Friday, November 1, 2019

Knitting


We are on the cusp of winter here in the Heartland. There is already several inches of snow on the ground and it is only the first of November. Of course that kind of cold will ebb and flow for a while. There will be days so warm it will feel like spring, but the trend will relentlessly move towards colder and colder.

Today when I put on my coat I looked for a scarf only to realize I must have given them all away in the great purge a few weeks ago. Necessity is often what tweaks my interest in renewing old skills, so I checked out my knitting bag. Sure enough there was a nearly finished short scarf in there.

Not the color I wanted and not quite the length I wanted, it sent my imagination soaring. I imagined all sorts of wonderful confections from fuzzy chenille to practical stockinette wool and after walking at the zoo this morning I stopped by to look at yarn.

The yarn I picked out was neither fluffy, nor any shade of coppery pink that I had imagined. Instead it is one of my old favorites of dark forest green and burgundy, but I love it and loving it is one of the determining factors for me knitting anything and finishing it.

I learned to knit from my next door neighbor, Aunt Jo. In theory because my mother was a lefty and didn't feel she could teach me properly. In truth, I never saw my mother pick up a knitting needle. Aunt Jo knit all the time. She made fine cashmere suits and soft beautiful shawls.
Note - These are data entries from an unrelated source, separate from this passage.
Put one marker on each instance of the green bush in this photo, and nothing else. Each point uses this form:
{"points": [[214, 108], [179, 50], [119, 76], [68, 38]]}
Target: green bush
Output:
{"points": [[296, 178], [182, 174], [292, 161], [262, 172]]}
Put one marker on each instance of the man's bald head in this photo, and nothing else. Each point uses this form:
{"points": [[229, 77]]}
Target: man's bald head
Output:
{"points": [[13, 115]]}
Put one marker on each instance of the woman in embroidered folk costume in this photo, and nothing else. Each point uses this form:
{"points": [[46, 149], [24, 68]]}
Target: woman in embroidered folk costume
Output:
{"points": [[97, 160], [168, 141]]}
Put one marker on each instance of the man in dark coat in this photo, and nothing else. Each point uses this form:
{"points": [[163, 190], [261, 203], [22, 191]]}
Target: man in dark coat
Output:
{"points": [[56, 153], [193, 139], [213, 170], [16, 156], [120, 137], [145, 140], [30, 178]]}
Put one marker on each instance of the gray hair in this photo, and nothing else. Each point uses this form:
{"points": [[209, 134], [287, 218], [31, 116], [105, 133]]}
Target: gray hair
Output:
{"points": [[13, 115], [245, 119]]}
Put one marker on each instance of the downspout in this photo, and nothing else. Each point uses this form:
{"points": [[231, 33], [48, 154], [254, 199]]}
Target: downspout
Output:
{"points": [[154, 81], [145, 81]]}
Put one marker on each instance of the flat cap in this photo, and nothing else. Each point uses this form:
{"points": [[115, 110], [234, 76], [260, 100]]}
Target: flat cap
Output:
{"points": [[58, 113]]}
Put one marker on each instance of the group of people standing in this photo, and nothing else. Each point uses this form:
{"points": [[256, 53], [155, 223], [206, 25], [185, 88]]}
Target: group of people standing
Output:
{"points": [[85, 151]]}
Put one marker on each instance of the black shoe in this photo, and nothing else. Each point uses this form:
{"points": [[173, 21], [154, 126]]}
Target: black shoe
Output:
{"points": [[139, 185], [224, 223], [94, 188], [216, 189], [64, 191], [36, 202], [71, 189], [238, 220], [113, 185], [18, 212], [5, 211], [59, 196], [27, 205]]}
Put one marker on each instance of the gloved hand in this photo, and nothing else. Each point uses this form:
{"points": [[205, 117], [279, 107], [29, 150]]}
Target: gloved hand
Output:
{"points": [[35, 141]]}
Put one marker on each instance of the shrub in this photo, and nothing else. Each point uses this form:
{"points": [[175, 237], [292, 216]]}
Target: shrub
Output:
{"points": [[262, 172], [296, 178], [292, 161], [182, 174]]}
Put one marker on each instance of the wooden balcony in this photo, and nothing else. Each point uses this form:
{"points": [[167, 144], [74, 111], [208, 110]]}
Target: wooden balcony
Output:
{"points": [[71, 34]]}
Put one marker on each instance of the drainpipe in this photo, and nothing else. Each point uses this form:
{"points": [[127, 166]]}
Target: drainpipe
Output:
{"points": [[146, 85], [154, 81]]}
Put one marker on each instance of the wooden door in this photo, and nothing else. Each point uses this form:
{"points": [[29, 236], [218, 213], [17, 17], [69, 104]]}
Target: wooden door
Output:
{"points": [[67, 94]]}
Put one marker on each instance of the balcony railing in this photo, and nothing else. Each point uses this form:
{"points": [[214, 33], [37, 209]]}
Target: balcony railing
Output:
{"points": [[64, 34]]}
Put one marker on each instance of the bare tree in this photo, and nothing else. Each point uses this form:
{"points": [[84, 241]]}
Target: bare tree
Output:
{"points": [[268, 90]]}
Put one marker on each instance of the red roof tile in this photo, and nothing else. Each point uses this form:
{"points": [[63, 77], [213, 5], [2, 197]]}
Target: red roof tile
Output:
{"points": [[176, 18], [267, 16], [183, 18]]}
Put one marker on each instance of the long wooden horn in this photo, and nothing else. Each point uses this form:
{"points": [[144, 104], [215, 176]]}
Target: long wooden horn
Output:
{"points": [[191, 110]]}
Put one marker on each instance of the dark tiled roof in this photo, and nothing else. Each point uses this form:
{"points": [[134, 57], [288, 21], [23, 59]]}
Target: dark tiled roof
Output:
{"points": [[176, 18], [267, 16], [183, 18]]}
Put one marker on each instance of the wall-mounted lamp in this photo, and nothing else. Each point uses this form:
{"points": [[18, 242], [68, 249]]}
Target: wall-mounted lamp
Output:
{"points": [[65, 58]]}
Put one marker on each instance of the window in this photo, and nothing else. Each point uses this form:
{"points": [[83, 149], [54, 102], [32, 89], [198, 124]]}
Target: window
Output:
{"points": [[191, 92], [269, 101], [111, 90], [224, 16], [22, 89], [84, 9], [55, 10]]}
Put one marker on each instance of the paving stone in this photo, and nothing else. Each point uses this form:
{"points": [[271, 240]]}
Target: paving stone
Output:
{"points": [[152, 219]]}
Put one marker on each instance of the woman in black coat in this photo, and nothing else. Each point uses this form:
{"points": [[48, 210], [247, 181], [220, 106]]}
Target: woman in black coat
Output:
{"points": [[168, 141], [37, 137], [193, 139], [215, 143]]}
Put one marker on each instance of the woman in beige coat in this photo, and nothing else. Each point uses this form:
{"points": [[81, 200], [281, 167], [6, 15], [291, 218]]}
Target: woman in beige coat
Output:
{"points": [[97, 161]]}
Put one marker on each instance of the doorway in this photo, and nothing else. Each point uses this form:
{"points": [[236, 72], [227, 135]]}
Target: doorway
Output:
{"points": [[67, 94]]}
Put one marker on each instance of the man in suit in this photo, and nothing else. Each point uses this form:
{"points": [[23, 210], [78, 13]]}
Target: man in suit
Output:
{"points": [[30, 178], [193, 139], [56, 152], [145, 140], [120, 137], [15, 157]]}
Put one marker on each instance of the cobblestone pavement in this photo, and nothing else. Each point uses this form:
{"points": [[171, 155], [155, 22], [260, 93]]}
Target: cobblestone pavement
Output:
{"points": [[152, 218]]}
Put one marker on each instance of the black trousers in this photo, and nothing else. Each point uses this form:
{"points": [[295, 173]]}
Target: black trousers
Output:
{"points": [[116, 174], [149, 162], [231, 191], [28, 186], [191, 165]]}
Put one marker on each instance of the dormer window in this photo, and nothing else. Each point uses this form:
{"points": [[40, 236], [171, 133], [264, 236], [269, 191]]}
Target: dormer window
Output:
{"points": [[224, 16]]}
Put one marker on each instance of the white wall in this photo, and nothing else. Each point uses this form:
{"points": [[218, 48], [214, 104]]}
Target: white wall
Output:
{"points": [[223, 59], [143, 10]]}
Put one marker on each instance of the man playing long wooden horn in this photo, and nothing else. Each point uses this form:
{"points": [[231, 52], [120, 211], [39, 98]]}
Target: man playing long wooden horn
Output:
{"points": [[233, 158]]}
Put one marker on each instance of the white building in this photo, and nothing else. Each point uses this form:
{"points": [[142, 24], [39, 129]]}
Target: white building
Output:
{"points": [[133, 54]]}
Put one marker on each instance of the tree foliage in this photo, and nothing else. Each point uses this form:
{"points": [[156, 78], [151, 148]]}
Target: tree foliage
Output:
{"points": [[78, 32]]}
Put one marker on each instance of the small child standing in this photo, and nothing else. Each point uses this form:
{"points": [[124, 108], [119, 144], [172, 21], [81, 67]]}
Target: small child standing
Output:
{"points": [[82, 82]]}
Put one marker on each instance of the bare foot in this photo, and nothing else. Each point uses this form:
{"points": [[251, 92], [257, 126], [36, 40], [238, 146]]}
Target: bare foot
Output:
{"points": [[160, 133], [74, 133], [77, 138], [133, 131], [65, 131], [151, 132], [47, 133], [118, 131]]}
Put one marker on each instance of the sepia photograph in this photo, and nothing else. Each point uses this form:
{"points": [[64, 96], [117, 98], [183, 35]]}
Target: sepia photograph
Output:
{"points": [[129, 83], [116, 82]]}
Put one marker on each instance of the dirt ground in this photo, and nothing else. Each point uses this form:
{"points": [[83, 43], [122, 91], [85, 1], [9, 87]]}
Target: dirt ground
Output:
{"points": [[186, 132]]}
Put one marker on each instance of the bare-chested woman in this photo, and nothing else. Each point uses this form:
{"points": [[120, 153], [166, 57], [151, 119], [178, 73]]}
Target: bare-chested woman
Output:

And even more important she was very patient.

She stuck with me until my fingers learned the stitches. My eyes didn't see the difference between knit and purl for many years and I'm still not sure I could teach anyone else how to cast on, but my fingers know it and they remember it. It is the same way I played piano. My fingers seem to have a mind of their own and it isn't always attached to the mind in my head.

The last ten years have been a boon. You tube is always there with someone who can show me whatever I have forgotten. How to cast off, how to make a particular pattern, what ever I need and it will play it, replay it and replay it as many times as I need it. With this kind of help I have made a few pretty involved things.

But mostly I just like the feel of plastic knitting needles clicking in my hands and the sight of some beautiful yarn growing into a pattern that gets longer and longer.